RIOT OS source code can be downloaded from their Github page as follows.

git clone

Compiling to native platform:

There are some example applications available to try inside RIOT source code which you can find inside the "examples" directory. Let's try the "default" application first. Like in Contiki, we can compile this RIOT application to native platform enabling us to run it on Linux. We can easily do that as follows.

cd RIOT/examples/default

Now, run this compiled elf executable using the following command,

sudo ./bin/native/default.elf tap0 -c /dev/ttyS0 -c /dev/ttyS1

When running this application, we get a small shell program on which we can type simple commands and interact with the RIOT program. Type "help" on this shell prompt to see the available commands. To exit from this program, we have to give Ctrl+C on the prompt. To clean the compiled files from the directory space, we can use the following command later.

make BOARD=native clean

Compiling and running on real telosb platform:

Now, let's try compiling RIOT OS to some other real wireless sensor mote platform. I selected "telosb" platform since we have Tmote Sky modules in our lab which are equivalent to telosb platform. Following command can be used to compile RIOT to telosb platform.

cd RIOT/examples/default
make BOARD=telosb

Now, plug-in a telosb mote into a USB port of the computer and properly give permission to access it using chmod command. For example, if the mote is mounted to /dev/ttyUSB0, following command will provide permission to access it.

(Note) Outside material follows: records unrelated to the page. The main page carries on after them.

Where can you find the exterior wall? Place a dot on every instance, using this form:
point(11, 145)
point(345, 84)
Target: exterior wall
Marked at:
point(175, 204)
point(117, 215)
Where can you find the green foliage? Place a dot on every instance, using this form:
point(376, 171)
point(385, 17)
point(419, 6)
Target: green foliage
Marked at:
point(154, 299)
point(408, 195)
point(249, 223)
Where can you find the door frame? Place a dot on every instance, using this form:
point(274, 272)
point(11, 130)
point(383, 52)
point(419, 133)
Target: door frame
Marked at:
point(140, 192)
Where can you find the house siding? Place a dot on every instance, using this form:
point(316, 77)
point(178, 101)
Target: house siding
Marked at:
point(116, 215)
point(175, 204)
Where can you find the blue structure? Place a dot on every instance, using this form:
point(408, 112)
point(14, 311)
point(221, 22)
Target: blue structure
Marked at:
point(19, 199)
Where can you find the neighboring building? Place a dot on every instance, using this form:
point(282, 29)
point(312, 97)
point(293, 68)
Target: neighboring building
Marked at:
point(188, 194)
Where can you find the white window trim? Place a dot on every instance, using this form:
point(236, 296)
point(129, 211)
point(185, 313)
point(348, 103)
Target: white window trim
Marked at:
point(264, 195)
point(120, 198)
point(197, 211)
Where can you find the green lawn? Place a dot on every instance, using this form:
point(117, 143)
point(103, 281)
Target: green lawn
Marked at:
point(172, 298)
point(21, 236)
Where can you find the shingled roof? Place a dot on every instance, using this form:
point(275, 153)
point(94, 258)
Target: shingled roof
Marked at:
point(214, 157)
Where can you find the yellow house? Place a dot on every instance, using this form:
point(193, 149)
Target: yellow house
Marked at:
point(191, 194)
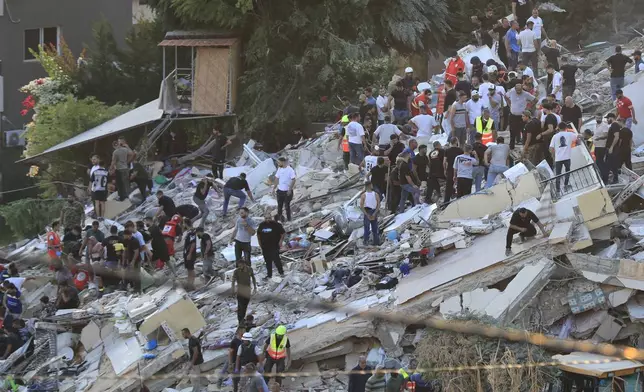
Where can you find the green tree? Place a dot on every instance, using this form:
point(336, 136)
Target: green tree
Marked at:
point(57, 123)
point(293, 50)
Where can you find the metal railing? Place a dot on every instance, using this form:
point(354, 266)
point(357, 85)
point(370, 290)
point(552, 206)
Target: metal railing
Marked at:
point(585, 177)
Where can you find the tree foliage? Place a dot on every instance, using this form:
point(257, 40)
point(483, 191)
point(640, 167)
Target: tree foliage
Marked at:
point(57, 123)
point(27, 217)
point(293, 50)
point(129, 74)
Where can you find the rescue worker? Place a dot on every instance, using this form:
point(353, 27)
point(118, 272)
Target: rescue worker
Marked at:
point(171, 231)
point(278, 353)
point(54, 249)
point(246, 353)
point(485, 126)
point(343, 142)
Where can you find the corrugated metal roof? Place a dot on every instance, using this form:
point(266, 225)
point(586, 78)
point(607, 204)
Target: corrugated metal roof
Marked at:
point(212, 42)
point(136, 117)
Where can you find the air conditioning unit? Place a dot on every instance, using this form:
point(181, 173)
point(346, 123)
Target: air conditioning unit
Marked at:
point(15, 138)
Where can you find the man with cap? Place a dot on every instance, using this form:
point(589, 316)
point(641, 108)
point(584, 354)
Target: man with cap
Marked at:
point(246, 353)
point(474, 109)
point(278, 352)
point(343, 141)
point(617, 67)
point(637, 59)
point(625, 110)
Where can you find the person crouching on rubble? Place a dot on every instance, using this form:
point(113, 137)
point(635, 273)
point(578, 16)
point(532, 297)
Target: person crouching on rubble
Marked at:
point(370, 205)
point(520, 223)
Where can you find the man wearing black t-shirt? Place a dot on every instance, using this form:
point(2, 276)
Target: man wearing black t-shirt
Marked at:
point(421, 162)
point(166, 205)
point(235, 186)
point(378, 177)
point(436, 172)
point(200, 199)
point(196, 359)
point(613, 156)
point(617, 66)
point(450, 155)
point(520, 223)
point(270, 235)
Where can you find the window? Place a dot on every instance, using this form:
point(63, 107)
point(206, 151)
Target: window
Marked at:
point(47, 36)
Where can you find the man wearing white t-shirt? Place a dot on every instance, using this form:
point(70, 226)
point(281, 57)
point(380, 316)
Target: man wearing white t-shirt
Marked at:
point(528, 43)
point(382, 104)
point(539, 30)
point(356, 133)
point(557, 83)
point(283, 187)
point(561, 149)
point(425, 123)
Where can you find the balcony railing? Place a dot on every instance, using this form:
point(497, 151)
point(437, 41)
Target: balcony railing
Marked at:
point(585, 177)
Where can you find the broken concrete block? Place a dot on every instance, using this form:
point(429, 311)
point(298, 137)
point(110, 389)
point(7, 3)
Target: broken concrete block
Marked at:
point(526, 285)
point(180, 314)
point(619, 297)
point(560, 233)
point(583, 301)
point(476, 301)
point(451, 306)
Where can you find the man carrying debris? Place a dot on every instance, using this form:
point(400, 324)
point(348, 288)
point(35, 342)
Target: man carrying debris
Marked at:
point(242, 277)
point(270, 235)
point(278, 352)
point(285, 183)
point(463, 171)
point(235, 186)
point(358, 380)
point(625, 110)
point(242, 234)
point(370, 205)
point(561, 148)
point(520, 223)
point(517, 100)
point(207, 253)
point(196, 359)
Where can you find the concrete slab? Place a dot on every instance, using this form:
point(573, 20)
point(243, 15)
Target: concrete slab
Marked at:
point(451, 306)
point(521, 290)
point(608, 330)
point(619, 297)
point(561, 232)
point(180, 314)
point(449, 266)
point(493, 200)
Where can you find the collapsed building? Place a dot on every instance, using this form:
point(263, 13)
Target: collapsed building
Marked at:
point(582, 281)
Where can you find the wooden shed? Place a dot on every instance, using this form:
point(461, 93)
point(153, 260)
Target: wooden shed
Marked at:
point(204, 78)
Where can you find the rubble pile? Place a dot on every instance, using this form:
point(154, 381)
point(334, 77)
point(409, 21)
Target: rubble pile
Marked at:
point(581, 280)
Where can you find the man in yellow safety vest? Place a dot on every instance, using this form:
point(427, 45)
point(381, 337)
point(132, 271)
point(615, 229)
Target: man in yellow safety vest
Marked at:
point(344, 141)
point(278, 353)
point(485, 126)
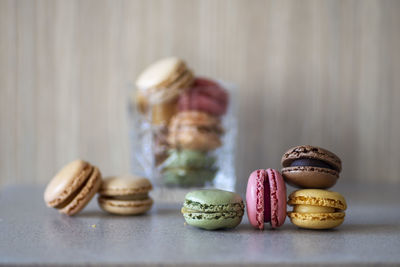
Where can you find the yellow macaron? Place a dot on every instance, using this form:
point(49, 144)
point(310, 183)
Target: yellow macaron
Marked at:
point(125, 195)
point(317, 209)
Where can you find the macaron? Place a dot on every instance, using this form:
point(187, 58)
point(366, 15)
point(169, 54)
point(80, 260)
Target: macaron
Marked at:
point(188, 168)
point(159, 86)
point(310, 167)
point(163, 81)
point(317, 209)
point(213, 209)
point(73, 187)
point(205, 95)
point(195, 130)
point(125, 195)
point(266, 198)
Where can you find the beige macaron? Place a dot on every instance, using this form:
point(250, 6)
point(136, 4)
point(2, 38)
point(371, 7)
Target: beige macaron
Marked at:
point(73, 187)
point(125, 195)
point(317, 209)
point(163, 81)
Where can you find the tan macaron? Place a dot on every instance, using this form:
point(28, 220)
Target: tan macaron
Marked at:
point(317, 209)
point(125, 195)
point(163, 81)
point(195, 130)
point(73, 187)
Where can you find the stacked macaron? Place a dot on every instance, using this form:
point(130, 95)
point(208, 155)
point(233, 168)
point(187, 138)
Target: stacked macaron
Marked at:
point(308, 167)
point(195, 132)
point(313, 169)
point(158, 89)
point(186, 114)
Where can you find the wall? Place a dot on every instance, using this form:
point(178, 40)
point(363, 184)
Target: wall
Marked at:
point(319, 72)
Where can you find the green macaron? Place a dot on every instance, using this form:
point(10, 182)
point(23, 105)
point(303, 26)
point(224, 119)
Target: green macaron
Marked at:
point(188, 168)
point(213, 209)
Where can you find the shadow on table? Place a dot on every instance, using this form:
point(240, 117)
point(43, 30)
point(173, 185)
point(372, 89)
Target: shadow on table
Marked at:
point(363, 228)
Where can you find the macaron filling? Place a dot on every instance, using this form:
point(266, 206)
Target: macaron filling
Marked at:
point(207, 208)
point(139, 196)
point(274, 199)
point(199, 211)
point(260, 205)
point(303, 162)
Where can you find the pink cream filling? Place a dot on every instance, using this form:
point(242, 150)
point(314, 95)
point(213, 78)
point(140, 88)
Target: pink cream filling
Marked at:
point(274, 200)
point(260, 199)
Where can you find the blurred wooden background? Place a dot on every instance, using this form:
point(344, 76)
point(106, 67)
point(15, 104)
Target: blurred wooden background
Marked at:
point(308, 72)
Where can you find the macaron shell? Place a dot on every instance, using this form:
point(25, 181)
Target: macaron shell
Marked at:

sudo chmod 777 /dev/ttyUSB0

We can use a single command to compile RIOT OS and write it into the flash memory of the plugged-in telosb mote as follows.

make BOARD=telosb PORT=/dev/ttyUSB0 flash

It will take a little time to write to the flash memory of the mote. Finally, if we want to clean up the temporary files generated during the compilation time, we can use the following command.

make BOARD=telosb clean

Compiling and running on Cooja simulator:

Another possibility of trying RIOT programs is available for us. That is compiling RIOT progam into some real mote platform and running the executable on Cooja sensor network simulator which usually comes with Contiki OS. Let's try that now. First, we have to compile our program to a specific sensor mote platform. I will use telosb platform as usual.

cd RIOT/examples/default
make clean all BOARD=telosb

Now rename the elf file default.elf to to be able to use in Cooja since Cooja simulator expects an executable that it is supposed to run on Cooja to be save with .sky extention. Then, this executable is ready to run on Cooja. I had Cooja on my InstantContiki VM so, I started the VM and then started the Cooja simulator inside it using "ant run" command. Copy the file into the instant contiki filesystem. Now create a new simulation and a sky mote type and for the firmware, browse and give the firmware. Running the simulation should print the RIOT OS output on the mote output log.